The Legion came next morning and pitched camp in a woodland of oak and
sugar trees, where was to be voiced a patriotic welcome by a great
editor, a great orator, and young Crittenden.
Before noon, company streets were laid out and lined with tents and,
when the first buggies and rockaways began to roll in from the country,
every boy-soldier was brushed and burnished to defy the stare of
inspection and to quite dazzle the eye of masculine envy or feminine
admiration.
In the centre of the woodland was a big auditorium, where the speaking
was to take place. After the orators were done, there was to be a
regimental review in the bluegrass pasture in front of historic Ashland.

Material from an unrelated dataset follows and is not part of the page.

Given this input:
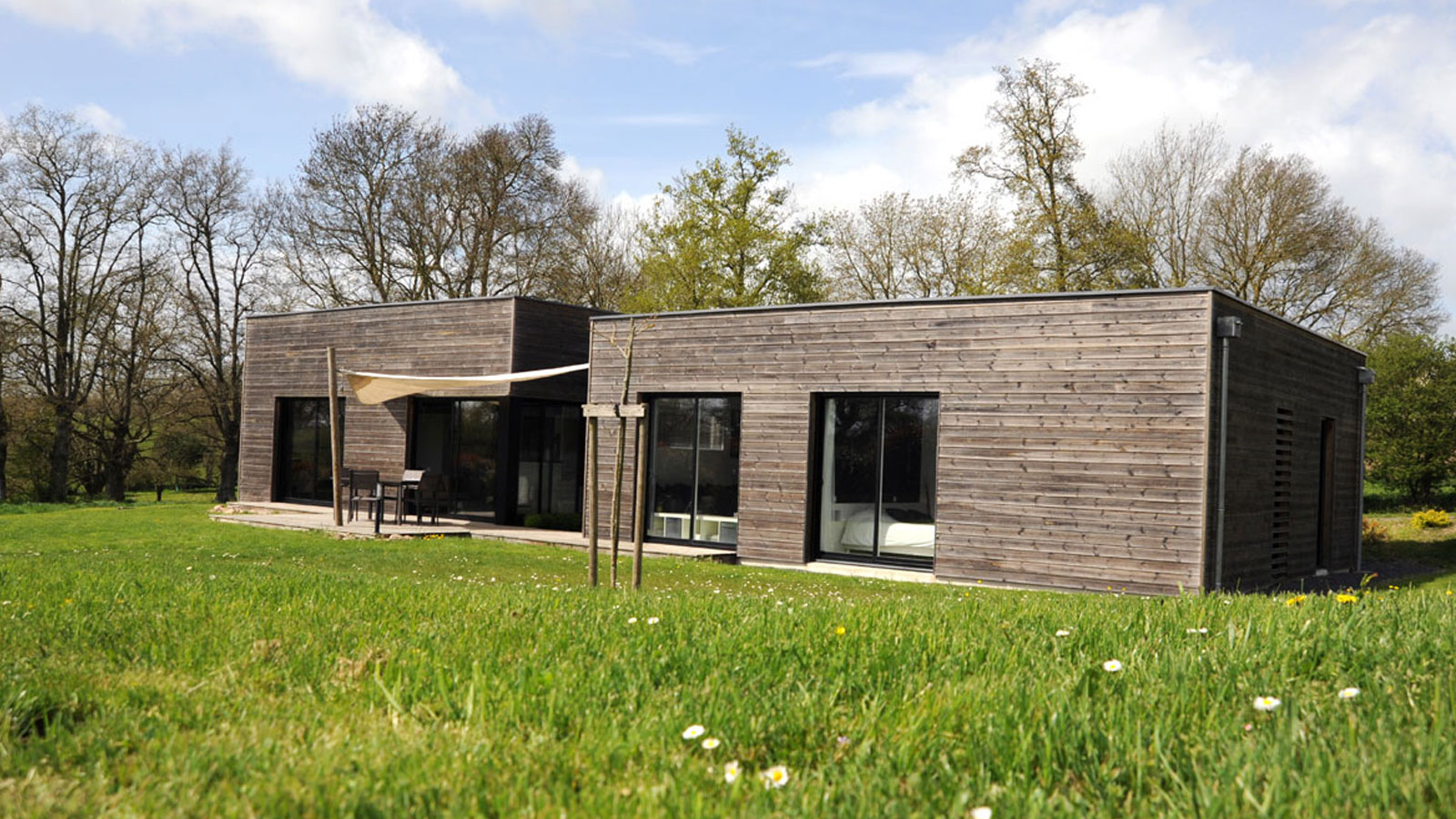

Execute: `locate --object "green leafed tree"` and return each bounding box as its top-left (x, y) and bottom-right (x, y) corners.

It was at the Colonel's tent, where Crittenden went to pay his respects,
that he found Judith Page, and he stopped for a moment under an oak,
taking in the gay party of women and officers who sat and stood about
the entrance. In the centre of the group stood a lieutenant in the blue
of a regular and with the crossed sabres of the cavalryman on his
neck-band and the number of his regiment. The girl was talking to the
gallant old Colonel with her back to Crittenden, but he would have known
her had he seen but an arm, a shoulder, the poise of her head, a single
gesture--although he had not seen her for years. The figure was the
same--a little fuller, perhaps, but graceful, round, and slender, as was
the throat. The hair was a trifle darker, he thought, but brown still,
and as rich with gold as autumn sunlight. The profile was in outline
now--it was more cleanly cut than ever. The face was a little older, but
still remarkably girlish in spite of its maturer strength; and as she
turned to answer his look, he kept on unconsciously reaffirming to his
memory the broad brow and deep clear eyes, even while his hand was
reaching for the brim of his hat.
She showed only gracious surprise at
seeing him and, to his wonder, he was as calm and cool as though he were
welcoming back home any good friend who had been away a long time. He
could now see that the lieutenant belonged to the Tenth United States
Cavalry; he knew that the Tenth was a colored regiment; he understood a
certain stiffness that he felt rather than saw in the courtesy that was
so carefully shown him by the Southern volunteers who were about him;
and he turned away to avoid meeting him. For the same reason, he
fancied, Judith turned, too. The mere idea of negro soldiers was not
only repugnant to him, but he did not believe in negro regiments. These
would be the men who could and would organize and drill the blacks in
the South; who, in other words, would make possible, hasten, and prolong
the race war that sometimes struck him as inevitable. As he turned, he
saw a tall, fine-looking negro, fifty yards away, in the uniform of a
sergeant of cavalry and surrounded by a crowd of gaping darkies whom he
was haranguing earnestly. Lieutenant and sergeant were evidently on an
enlisting tour.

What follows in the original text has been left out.